How can I get words between the first two instance of text/pattern?

Question

Input:

===================================
v2.0.0

Added feature 3
Added feature 4
===================================
v1.0.0

Added feature 1
Added feature 2
===================================

Output that I want:

v2.0.0

Added feature 3
Added feature 4

I tried this but it gets the first equals (=) and the LAST equals (=) while I want to get is the FIRST TWO equals (=)

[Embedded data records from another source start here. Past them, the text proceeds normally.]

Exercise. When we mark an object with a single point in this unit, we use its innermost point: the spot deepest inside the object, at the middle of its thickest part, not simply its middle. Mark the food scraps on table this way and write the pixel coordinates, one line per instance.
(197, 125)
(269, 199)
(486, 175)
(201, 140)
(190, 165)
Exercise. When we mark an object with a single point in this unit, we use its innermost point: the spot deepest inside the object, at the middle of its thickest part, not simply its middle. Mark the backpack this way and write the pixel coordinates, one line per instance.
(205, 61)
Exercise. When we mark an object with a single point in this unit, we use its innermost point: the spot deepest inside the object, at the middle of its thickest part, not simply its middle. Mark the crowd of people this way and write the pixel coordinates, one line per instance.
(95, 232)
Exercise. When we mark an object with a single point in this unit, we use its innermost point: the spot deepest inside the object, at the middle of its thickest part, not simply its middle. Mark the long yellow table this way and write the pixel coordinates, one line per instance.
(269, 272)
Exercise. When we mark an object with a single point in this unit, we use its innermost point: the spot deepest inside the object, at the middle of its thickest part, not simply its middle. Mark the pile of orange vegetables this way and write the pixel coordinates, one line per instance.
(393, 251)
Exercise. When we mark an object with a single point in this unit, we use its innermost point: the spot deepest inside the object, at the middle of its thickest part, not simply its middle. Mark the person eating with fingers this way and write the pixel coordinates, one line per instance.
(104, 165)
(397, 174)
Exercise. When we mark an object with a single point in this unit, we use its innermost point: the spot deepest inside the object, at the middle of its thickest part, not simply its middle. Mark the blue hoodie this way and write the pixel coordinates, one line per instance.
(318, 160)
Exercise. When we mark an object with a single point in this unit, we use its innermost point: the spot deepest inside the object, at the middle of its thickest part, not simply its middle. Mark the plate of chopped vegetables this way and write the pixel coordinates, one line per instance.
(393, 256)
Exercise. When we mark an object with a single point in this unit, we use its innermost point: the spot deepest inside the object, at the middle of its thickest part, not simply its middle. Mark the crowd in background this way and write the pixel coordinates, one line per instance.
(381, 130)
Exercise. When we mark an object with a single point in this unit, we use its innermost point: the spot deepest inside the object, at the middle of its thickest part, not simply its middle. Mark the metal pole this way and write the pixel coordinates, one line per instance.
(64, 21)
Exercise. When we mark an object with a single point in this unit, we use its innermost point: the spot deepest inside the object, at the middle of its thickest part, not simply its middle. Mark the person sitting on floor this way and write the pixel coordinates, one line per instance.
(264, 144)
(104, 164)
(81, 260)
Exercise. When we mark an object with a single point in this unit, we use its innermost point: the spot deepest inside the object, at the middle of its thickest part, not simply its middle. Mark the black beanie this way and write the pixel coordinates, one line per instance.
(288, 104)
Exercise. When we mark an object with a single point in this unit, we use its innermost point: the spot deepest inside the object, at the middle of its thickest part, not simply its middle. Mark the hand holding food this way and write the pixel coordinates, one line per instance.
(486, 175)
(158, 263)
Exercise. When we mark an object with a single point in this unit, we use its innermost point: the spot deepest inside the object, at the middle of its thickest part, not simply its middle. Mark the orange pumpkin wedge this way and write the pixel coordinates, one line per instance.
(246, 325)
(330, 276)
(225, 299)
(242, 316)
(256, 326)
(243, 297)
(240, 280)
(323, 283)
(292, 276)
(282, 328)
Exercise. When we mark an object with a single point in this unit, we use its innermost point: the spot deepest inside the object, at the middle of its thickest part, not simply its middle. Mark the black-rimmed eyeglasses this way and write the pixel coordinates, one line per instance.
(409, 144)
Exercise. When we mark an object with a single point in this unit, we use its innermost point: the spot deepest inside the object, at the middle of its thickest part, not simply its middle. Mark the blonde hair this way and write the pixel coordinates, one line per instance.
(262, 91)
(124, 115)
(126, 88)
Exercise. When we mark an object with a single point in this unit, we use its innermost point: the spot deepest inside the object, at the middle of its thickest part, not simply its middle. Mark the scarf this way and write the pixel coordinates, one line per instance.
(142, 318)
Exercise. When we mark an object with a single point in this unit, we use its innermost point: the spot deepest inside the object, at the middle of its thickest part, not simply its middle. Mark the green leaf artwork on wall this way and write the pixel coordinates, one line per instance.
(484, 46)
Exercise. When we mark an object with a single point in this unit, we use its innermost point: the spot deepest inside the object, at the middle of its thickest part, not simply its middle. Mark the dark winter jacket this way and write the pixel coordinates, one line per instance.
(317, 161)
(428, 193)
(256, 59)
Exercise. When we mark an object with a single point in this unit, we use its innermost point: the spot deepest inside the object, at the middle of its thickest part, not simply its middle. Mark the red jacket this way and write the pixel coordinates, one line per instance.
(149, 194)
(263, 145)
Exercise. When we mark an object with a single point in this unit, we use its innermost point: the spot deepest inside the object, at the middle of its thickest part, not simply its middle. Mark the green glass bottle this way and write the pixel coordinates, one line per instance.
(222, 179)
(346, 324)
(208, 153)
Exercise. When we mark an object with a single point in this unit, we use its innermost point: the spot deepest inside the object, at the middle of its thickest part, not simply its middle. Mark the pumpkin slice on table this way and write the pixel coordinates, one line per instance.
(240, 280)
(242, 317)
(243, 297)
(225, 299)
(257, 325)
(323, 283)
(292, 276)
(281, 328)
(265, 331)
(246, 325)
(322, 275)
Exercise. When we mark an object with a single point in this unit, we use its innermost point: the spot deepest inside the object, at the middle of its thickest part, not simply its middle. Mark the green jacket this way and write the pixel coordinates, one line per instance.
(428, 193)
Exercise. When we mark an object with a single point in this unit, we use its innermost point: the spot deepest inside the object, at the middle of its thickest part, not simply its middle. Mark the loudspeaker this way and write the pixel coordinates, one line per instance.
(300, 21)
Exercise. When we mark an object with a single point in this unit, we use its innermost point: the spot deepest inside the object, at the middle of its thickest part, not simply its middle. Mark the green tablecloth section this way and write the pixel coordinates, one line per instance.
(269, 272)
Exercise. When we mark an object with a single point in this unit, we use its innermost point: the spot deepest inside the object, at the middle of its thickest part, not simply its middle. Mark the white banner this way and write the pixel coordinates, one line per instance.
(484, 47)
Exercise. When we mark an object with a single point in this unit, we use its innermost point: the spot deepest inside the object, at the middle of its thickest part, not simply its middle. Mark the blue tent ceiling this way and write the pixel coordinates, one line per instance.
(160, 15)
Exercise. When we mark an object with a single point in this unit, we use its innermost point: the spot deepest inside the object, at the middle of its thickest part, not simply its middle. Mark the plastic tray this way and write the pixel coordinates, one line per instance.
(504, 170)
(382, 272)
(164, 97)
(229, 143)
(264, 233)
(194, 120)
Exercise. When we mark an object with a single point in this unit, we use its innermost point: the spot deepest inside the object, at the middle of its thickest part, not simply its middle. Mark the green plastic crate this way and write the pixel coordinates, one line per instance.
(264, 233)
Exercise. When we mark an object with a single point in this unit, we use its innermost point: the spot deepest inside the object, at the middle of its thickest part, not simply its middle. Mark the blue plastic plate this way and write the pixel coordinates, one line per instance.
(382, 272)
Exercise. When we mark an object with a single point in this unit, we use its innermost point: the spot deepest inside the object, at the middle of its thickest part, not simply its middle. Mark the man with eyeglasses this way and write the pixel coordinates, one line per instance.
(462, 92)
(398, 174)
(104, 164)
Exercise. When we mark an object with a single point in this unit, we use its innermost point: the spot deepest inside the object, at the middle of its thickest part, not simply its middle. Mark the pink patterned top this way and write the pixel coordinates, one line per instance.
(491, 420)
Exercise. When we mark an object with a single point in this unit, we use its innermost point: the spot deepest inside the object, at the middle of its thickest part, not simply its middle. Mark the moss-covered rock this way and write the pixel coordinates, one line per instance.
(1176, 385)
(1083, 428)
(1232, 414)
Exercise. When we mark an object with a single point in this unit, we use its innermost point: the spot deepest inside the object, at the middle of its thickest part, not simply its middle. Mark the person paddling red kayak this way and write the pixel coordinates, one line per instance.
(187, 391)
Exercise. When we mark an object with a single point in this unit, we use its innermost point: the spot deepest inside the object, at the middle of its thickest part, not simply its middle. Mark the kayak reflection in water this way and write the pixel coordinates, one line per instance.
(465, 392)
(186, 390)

score 3 · Accepted Answer · answered May 15 '19 at 10:54

Here is one in awk:

$ awk '/^=+$/{f=!f;if(f==1)next;else if(f==0)exit}f' file
v2.0.0

Added feature 3
Added feature 4

In pretty print:

$ awk '/^=+$/ {     # at ===...
    f=!f            # flag state is flipped
    if(f==1)        # if its one (first ===...)
        next        # next record
    else if(f==0)   # if zero (second ===...)
        exit        # nothing more to do yeah
}
f' file             # print

oguz ismail · Answer 2 · 2019-05-15T16:50:41.980

Here is another one in GNU sed:

$ sed -n '/^=\+$/,//{//!p;b};q' file
v2.0.0

Added feature 3
Added feature 4

/^=\+$/,// is a shorthand for /^=\+$/,/^=\+$/, it selects the lines between two lines consisting of equal signs inclusively, and the commands between following curly braces are executed for these lines,
//!p is a shorthand for /^=\+$/!p, it means if incoming line is not one of those which consist of only =s, print it,
b means go to the end of cycle (i.e pass q),
q is for exitting sed after printing selected lines.

The following version will work with all POSIX-compliant seds but it looks 2x more cryptic:

sed -n -e '/^=\{1,\}$/,//{//!p;b' -e '}' -e 'q' file

Note that these are not gonna work if there are two consequent all = lines in the input.

Looks even more cryptic. ++ – James Brown May 15 '19 at 10:59 — James Brown, May 15 '19 at 10:59

RavinderSingh13 · Answer 3 · 2019-05-15T11:43:08.757

3

Could you please try following too.

awk '/^=/{count++;next} count>=2{exit} {print}'  Input_file

edited May 15 '19 at 11:43

answered May 15 '19 at 11:18

RavinderSingh13

130,504
14
57
93

1

`count>=2` would be better in case there is a third `====` right next to the second. – James Brown May 15 '19 at 11:37
1

@JamesBrown, sure done that now, thank you sir foe letting know. – RavinderSingh13 May 15 '19 at 11:43

Ed Morton · Answer 4 · 2019-05-15T16:36:14.147

3

With GNU awk for multi-char RS:

$ awk -v RS='(^|\n)=+\n' 'NR==2' file
v2.0.0

Added feature 3
Added feature 4

With any other awk the equivalent would be lengthier:

$ awk '
    /^=+$/ { prt(); next }
    { rec=rec $0 ORS }
    END { prt() }
    function prt() { if (++nr==2) printf "%s", rec; rec="" }
' file
v2.0.0

Added feature 3
Added feature 4

Note that the above will work to print any number of record, not just the 2nd one, just by changing 2 to whatever record number you want printed and you can trivially add/change conditions like only printing the record if it contains some string instead of or in addition to based on the record number, e.g. to print the 17th record if it contains foo:

awk -v RS='(^|\n)=+\n' 'NR==17 && /foo/' file

Explanation: Your records are separated by === lines so set the Record Separator RS to a regexp that matches that description, then just print the record when the Number of Records (NR) reaches the number you want, i.e. 2 (because there's a null record before the first === line).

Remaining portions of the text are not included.